Suspicion and obstacles
However, many African countries continue to have weak private sectors and low levels of private investment. Analysts point to a variety of factors that contribute to this shortcoming: institutional failures, weak legal systems, inadequate infrastructure, poor policies, bureaucratic red tape and unclear government regulations and operations.
“Over the years, private sector involvement became an afterthought,” explains Emmanuel Nnadozie, chief of the NEPAD Support Unit of the UN Economic Commission for Africa (ECA). But that has begun to change, he adds.
“There is more realization that the private sector is the engine of growth and cannot be ignored in Africa’s development process.”
Whether a domestic company can bring in “money, skills, business expertise or develops new businesses around existing projects,” argues Ini Urua, the NEPAD division manager of the ADB, “the [private] sector is essential.”
One means for encouraging African countries to move business closer to the centre stage is the African Peer Review Mechanism (APRM).
Established in 2003 as an initiative of NEPAD, it is a system of voluntary “self-monitoring” through which African countries review each others’ political and economic management, including their systems of corporate and economic governance.
So far, 27 African countries have signed on to the APRM process. Those demonstrating willingness to reform by joining the peer review process may expect increased support.
One source of backing is the Investment Climate Facility (ICF) for Africa, which is headquartered in Dar es Salaam, Tanzania, and finances projects to improve the continent’s business environment. It provides assistance only to countries that have joined the APRM.

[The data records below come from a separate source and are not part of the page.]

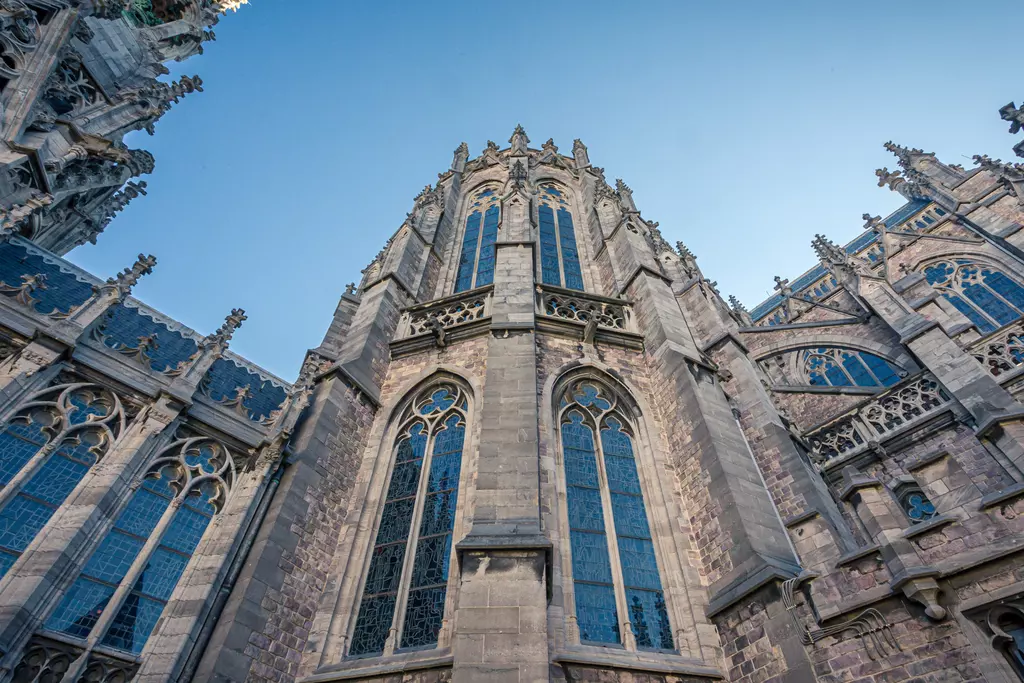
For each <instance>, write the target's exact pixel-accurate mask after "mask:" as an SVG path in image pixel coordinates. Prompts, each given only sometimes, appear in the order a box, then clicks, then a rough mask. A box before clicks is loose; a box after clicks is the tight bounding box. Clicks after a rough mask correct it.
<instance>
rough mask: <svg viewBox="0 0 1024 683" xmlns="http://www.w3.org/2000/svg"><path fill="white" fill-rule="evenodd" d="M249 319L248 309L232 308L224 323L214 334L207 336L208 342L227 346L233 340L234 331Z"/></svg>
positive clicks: (235, 330) (214, 343)
mask: <svg viewBox="0 0 1024 683" xmlns="http://www.w3.org/2000/svg"><path fill="white" fill-rule="evenodd" d="M247 319H249V318H248V317H247V316H246V311H245V310H243V309H242V308H232V309H231V313H230V315H228V316H227V317H225V318H224V324H223V325H221V326H220V329H218V330H217V331H216V332H215V333H213V335H211V336H210V337H208V338H207V340H208V342H209V343H211V344H215V345H220V346H227V342H229V341H231V337H232V336H233V335H234V331H236V330H238V329H239V328H241V327H242V324H243V323H245V322H246V321H247Z"/></svg>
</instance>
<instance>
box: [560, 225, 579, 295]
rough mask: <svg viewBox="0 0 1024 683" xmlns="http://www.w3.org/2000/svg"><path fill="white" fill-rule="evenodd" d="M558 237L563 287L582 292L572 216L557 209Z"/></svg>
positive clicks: (577, 253) (576, 247) (577, 256)
mask: <svg viewBox="0 0 1024 683" xmlns="http://www.w3.org/2000/svg"><path fill="white" fill-rule="evenodd" d="M558 237H559V238H561V246H562V265H563V266H564V268H565V287H567V288H568V289H570V290H580V291H581V292H582V291H583V272H581V270H580V253H579V252H578V251H577V244H575V229H574V227H573V226H572V214H570V213H569V212H568V211H566V210H565V209H562V208H559V209H558Z"/></svg>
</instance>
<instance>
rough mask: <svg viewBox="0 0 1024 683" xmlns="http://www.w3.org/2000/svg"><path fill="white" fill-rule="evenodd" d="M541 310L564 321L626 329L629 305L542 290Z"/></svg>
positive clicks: (609, 327)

The ICF has been endorsed by African leaders and is financed by multinational corporations, the governments of the UK, Ireland and the Netherlands, the European Commission and the World Bank’s International Finance Corporation.
The ICF’s first project, in Rwanda, is helping the government establish a commercial court to speed up the resolution of business disputes and creating a new agency to handle all steps for registering a company or small business.

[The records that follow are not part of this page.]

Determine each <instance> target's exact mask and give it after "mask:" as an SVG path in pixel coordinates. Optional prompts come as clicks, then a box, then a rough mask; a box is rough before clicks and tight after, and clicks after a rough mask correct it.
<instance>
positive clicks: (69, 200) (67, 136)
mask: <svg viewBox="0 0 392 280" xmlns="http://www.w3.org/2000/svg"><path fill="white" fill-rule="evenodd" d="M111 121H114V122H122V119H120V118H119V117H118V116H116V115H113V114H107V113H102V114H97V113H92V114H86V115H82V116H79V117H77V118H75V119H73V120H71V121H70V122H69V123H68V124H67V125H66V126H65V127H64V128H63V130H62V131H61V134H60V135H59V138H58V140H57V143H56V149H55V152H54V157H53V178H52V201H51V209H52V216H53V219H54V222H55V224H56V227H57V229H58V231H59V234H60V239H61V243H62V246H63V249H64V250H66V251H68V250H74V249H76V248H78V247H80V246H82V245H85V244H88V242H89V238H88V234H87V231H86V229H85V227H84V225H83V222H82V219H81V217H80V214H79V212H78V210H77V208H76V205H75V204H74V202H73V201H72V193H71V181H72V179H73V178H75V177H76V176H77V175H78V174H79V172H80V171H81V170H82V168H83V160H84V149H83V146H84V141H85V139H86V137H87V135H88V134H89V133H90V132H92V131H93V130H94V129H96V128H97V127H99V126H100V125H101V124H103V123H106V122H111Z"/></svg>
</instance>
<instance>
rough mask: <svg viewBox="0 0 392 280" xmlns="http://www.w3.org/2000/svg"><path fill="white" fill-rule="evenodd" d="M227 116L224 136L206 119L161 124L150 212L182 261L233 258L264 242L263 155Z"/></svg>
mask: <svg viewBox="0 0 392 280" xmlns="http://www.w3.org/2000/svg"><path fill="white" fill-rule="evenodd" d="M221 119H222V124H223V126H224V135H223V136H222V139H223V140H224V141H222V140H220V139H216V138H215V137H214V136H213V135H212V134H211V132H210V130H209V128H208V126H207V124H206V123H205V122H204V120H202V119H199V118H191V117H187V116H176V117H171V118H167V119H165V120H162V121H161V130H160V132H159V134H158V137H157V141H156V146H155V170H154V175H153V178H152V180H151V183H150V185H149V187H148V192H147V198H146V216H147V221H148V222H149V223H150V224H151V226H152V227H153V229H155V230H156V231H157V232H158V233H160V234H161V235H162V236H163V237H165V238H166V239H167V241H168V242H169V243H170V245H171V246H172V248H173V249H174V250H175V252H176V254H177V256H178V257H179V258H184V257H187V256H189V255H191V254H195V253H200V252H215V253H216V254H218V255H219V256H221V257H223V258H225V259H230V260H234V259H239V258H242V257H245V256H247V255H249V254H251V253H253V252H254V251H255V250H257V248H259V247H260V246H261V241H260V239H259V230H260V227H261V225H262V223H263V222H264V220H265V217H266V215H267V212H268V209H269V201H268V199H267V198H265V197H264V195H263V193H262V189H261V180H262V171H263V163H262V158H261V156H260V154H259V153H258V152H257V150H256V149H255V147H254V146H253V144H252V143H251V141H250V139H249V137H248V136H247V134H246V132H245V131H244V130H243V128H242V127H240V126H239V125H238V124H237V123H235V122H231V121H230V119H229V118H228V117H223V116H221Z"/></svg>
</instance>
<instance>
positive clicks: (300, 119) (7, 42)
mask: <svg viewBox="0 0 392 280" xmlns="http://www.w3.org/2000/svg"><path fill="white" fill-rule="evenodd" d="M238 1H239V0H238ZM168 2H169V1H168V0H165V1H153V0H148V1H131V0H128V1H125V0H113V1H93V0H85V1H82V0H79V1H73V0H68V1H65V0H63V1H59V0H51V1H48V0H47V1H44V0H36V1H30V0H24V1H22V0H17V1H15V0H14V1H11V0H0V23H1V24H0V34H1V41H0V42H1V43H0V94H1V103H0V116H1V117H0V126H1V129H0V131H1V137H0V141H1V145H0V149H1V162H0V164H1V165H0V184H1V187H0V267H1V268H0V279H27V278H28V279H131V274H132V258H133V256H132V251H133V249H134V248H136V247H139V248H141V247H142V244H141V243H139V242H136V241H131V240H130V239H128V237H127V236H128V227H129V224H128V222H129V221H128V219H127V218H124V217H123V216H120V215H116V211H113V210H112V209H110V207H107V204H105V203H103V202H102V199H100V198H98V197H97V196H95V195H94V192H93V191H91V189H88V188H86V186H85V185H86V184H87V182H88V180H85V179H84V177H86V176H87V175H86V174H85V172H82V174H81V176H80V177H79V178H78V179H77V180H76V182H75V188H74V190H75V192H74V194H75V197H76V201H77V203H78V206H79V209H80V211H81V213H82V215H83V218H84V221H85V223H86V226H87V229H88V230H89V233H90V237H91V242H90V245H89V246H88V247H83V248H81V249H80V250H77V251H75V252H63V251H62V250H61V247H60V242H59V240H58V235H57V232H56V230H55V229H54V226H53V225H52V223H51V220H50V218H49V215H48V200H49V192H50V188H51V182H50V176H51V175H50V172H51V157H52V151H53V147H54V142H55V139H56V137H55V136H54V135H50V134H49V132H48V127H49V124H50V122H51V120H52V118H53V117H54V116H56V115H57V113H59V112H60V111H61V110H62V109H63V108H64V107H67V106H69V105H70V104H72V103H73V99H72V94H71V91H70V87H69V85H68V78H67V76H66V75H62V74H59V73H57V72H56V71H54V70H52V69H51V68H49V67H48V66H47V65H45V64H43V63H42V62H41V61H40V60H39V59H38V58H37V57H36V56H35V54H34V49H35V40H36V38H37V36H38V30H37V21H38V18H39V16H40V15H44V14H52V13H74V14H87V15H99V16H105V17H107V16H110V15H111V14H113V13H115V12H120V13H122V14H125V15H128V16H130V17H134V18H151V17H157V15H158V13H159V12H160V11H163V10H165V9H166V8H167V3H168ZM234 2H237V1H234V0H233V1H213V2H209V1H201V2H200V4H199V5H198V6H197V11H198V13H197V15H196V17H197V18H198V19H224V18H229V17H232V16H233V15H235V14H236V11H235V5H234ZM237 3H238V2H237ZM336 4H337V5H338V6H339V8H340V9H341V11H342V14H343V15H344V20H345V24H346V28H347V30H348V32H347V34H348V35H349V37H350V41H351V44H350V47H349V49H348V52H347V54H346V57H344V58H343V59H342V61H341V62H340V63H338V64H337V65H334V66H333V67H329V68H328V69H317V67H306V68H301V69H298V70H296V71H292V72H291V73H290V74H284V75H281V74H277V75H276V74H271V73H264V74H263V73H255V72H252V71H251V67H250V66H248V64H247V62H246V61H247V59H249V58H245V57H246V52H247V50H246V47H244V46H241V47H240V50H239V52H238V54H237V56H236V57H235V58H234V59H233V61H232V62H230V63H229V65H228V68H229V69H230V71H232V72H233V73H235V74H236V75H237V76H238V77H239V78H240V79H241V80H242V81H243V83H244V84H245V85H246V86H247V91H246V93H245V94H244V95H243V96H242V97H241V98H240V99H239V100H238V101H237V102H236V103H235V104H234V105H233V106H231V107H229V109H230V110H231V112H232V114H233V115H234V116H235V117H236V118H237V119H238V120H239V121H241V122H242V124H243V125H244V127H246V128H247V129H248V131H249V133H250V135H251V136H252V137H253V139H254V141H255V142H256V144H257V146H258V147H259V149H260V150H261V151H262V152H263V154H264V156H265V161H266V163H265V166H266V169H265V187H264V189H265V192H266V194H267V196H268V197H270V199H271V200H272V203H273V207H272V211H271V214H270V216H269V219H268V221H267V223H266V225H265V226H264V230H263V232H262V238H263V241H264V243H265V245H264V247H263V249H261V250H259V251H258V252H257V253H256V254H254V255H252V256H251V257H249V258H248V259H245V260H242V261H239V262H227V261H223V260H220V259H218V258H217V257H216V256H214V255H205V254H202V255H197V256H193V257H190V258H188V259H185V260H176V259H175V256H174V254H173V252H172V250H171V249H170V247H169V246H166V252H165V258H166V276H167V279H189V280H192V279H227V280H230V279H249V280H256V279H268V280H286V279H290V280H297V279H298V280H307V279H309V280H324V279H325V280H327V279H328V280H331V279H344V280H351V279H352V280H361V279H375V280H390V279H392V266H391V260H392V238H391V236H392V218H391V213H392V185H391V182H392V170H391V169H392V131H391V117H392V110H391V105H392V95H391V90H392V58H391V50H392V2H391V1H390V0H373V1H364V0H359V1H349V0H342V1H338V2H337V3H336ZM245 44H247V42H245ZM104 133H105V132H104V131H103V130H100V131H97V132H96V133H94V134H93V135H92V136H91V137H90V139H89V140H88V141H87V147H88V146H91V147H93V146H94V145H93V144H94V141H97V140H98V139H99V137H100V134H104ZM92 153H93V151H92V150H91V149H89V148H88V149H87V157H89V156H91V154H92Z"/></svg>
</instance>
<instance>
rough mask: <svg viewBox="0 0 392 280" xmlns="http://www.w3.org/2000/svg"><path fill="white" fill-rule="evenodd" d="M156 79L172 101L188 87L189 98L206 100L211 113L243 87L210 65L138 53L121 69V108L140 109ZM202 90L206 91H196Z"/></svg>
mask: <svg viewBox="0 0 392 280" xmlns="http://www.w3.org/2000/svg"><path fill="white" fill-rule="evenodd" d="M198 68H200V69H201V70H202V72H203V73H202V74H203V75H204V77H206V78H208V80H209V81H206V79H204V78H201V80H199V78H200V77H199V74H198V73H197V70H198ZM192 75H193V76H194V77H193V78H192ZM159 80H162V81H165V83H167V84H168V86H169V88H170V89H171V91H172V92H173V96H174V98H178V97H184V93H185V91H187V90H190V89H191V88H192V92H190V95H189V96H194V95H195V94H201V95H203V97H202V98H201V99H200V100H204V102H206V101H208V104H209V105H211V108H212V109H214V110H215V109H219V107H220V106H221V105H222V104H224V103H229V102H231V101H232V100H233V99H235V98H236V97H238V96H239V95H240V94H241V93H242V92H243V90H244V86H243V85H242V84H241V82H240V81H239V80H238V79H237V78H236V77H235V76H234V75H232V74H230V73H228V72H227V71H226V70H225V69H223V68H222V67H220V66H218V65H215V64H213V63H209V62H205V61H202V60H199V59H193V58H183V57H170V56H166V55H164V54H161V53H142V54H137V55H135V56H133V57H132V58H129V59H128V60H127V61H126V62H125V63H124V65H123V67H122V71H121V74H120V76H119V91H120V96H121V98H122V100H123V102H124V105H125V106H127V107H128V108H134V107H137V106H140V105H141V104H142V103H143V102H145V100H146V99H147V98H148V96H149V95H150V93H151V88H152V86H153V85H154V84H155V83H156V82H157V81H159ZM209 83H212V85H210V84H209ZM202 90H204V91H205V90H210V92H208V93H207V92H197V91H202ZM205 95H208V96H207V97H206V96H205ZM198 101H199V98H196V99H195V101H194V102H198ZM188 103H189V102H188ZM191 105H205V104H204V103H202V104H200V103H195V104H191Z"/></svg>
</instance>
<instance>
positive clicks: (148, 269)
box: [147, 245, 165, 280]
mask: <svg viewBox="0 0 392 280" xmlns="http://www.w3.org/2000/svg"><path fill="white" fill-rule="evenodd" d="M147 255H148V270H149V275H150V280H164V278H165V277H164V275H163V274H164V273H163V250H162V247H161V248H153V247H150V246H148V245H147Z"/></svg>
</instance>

When the project is completed, ICF Chief Executive Omari Issa told Africa Renewal, “It should be possible to register a business within days, either online or from any province, instead of several weeks.” Previously, companies could be registered only in the capital, Kigali.
A 2006 report by the UN Office of the Special Adviser on Africa, surveying the role of the private sector in West, East and Southern Africa, found that in comparison with foreign firms, domestic companies have been less involved in the implementation of NEPAD projects.
The report attributed this to the greater capacity of foreign firms for undertaking construction projects. Limited capital or expertise is not the only obstacle.
According to Mr. Urua of the ADB, businesses also hold back because they perceive the investment climate to be poor for a variety of reasons, including political instability, inadequate national and regional policies and unclear or weak legal and regulatory structures.
Mr. Issa of the ICF emphasizes the legacy of earlier state policies. The private sector, he maintains, “is willing to invest in infrastructure, but there is lack of legislation and structure to guide such investments in almost all the countries.”
Business, he notes, “has to compete with the state, making investment in infrastructure unattractive.” However great the challenges, many agree that much more needs to be done to get the private sector better involved in making NEPAD a reality. And now is the time, affirms Lynette Chen, head of the NEPAD Business Foundation in South Africa.
“NEPAD is only six years old and needed a long process of planning.” However, she says, “We are at the implementation stage now.”